I cannot find anyone it has cured, as its been on the market for about a year so there should be many (cured) by now.

Comments

  • +9

    Its snake oil pedaled by disgusting charlatans and ignoramuses to the desperate and poor.
    Convince your friend to get radiotherapy and hormone therapy now. If he gets it now his long term survival will increase dramatically. If he continues to be indecisive and or delay treatment then it may not be an option for him anymore.

  • +4

    100% snake oil. As @godoftoast said, get your friend to have proper medical treatment. If he decides to go with bullshit homeopathy treatments he will not get better.

  • completely agree with the others, your friend should get on with the medical treatment ASAP. Steve Jobs wouldn't had a much better chance of survival if he had jumped for medical intervention earlier.

  • +8

    Hi,

    After lurking on this forum for eons, I've created an account just to respond to your post.

    I work in the medical field, and am often incredibly skeptical about cures like these (and I will admit my bias in this respect). However, I've found the actual journal article that described the purported benefit of this plant: http://journals.plos.org/plosone/article?id=10.1371/journal.…

    In summary: this study was performed in MOUSE models (which does not always correlate to efficacy in humans), AND it was for direct injections of the plant-derived molecule ('Intra-Lesional Injection of the Novel PKC Activator EBC-46'), NOT for oral plant extracts.

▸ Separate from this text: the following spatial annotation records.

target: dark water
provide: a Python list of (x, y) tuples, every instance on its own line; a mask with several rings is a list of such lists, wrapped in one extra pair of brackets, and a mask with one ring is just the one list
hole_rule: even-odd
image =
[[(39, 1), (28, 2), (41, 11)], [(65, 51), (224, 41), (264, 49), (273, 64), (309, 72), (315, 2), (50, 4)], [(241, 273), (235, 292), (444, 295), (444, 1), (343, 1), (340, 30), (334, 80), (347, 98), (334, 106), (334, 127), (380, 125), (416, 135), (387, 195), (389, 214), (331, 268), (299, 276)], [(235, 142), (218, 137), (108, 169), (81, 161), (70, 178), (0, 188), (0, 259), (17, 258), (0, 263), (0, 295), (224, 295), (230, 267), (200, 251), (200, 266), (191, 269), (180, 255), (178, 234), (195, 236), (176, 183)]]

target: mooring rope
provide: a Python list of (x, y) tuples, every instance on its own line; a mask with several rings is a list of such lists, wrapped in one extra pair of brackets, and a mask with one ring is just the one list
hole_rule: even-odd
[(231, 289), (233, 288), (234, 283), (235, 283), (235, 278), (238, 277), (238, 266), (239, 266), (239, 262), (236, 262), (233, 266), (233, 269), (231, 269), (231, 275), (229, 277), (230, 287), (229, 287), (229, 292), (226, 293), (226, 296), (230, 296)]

    There have been no further studies that I can find (apart from this one by Boyle et.al), which suggests that further formal research was not undertaken. Personally, I would therefore be incredibly suspicious about the dubious claims made by the sellers of these products. I would NOT take these products with the expectation that they will cure my prostate cancer.

    Your friend is entirely within his rights to refuse chemotherapy; HOWEVER, it should be with the understanding that this will end the active management of his cancer, and put him on a palliative heading (focusing on symptom management, rather than prolonging life). Prostate cancers can be slow growing, and depending on your age, may not be what actually kills you. Encourage your friend to speak with their urologist/oncologist; especially with the latter, have a frank discussion on why he doesn't want chemo/radiotherapy (fear about side effects etc.); these barriers can often be mitigated/managed.

    Good Luck!

  • +1

    Thanks for the input its what I thought, going over to see him this week and try and persuade him to get proper treatment.

  • Echoing above posters in that A, get your friend real medical advice and B, avoid nonsense supplements like this one.

    Cancer treatments can be rough on the body, so I get why they might be scared. And there is a place for non-medical treatments (such as massage, relaxation techniques, even makeovers etc.) within a cancer treatment program, as they can help the patient to cope with the side-effects and increase quality-of-life simply by making the patient feel better about themselves.

    Supplements like this have no place in that. Save the money for something that they will at least enjoy.

    And seriously, get them to a real doctor. As their friend, you need to step-up for them and support them. Fact-checking nonsense supplements like you're doing is a good start. :)

  • +1

    Will do.

    • If I didn't make it properly clear, good on ya for doing this. Sometimes the justifiable anger towards the bottom-feeders that sell this stuff can get in the way.

      Asking questions (even the stupid ones!) to make sure they get the best treatment or check that they haven't overlooked something is top work. Hope it goes well for them. An old mate of mine was diagnosed with the same thing a few years ago. He got prompt treatment, a quick surgery and a few months off work and he's now back at work and making life hard for apprentices like nothing happened.

  • Read the story of how Steve Jobs got tricked in to snake oil , then it was too late for him to survive.

  • +1

    What does amaze me is that this snake oil is being advertsed on eBay and Amazon as a potential cure, I think the authorities here and elsewhere should put a stop to it, because as far as I can see it has no merit at all, no one has been cured and its being sold on the basis that medical research has proven without doubt to be a cure for humans when it has not, just clinical trials, on top of this, one has no idea who actually manufactures it.